Katherine May explores the need for restorative retreat in her book Wintering. She recommends that we all avail ourselves of periods of hermitting and recuperation, sometimes even when it isn’t winter. However, in a culture that prizes activity, productivity, and extroversion, it’s often difficult to justify such retreat.
I love reading about extreme weather in fiction and nonfiction. I was riveted by Sebastian Unger’s depiction of a violent Northeaster in his nonfiction book, A Perfect Storm, and I was similarly transfixed by Jon Krakauer’s depiction of the perilous weather on Mt. Everest in his nonfiction book Into Thin Air. But to experience the more tranquil side of winter and perhaps ready yourself for a wintering retreat, the final lyrical alliterative paragraph from James Joyce’s story “The Dead” might help to transition you there.

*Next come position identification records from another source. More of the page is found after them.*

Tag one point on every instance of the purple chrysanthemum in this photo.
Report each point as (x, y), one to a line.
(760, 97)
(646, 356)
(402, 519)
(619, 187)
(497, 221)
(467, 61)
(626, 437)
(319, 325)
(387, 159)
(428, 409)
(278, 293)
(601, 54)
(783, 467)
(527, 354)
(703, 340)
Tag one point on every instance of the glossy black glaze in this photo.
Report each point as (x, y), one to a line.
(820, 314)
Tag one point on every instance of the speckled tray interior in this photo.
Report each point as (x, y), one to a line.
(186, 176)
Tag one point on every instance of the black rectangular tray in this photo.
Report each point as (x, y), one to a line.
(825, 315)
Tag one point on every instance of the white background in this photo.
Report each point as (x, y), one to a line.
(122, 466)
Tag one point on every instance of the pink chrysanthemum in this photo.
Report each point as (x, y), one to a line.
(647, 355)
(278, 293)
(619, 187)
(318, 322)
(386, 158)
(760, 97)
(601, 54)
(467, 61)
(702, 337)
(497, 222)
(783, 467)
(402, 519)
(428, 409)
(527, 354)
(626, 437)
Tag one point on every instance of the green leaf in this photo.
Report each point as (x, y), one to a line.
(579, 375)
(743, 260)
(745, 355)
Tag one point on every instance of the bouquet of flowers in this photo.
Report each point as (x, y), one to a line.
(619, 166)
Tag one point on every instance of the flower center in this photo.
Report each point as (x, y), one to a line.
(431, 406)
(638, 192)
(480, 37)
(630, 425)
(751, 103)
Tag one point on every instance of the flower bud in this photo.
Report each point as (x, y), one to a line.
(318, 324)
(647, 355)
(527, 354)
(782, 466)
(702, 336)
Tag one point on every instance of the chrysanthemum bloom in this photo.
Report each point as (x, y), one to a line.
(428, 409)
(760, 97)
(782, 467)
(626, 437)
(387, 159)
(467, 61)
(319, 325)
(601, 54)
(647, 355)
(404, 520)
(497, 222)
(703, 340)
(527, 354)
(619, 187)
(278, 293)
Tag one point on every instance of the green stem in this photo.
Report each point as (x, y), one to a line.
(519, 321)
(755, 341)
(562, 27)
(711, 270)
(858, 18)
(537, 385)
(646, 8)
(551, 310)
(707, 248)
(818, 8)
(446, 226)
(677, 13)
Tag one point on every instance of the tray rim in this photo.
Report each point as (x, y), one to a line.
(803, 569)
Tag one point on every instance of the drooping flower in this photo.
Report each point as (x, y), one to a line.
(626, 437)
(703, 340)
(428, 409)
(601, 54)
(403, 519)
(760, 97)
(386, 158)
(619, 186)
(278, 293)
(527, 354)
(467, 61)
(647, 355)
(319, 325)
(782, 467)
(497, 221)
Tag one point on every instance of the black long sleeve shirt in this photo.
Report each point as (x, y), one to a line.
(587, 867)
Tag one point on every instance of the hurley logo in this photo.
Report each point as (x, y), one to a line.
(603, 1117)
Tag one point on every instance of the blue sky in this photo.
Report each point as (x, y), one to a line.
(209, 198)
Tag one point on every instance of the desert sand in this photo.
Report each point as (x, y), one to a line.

“A few light taps upon the pane made him turn to the window. It had begun to snow again. He watched sleepily the flakes, silver and dark, falling obliquely against the lamplight. The time had come for him to set out on his journey westward. Yes, the newspapers were right: snow was general all over Ireland. It was falling on every part of the dark central plain, on the treeless hills, falling softly upon the Bog of Allen and, farther westward, softly falling into the dark mutinous Shannon waves. It was falling, too, upon every part of the lonely churchyard on the hill where Michael Furey lay buried. It lay thickly drifted on the crooked crosses and headstones, on the spears of the little gate, on the barren thorns. His soul swooned slowly as he heard the snow falling faintly through the universe and faintly falling, like the descent of their last end, upon all the living and the dead.”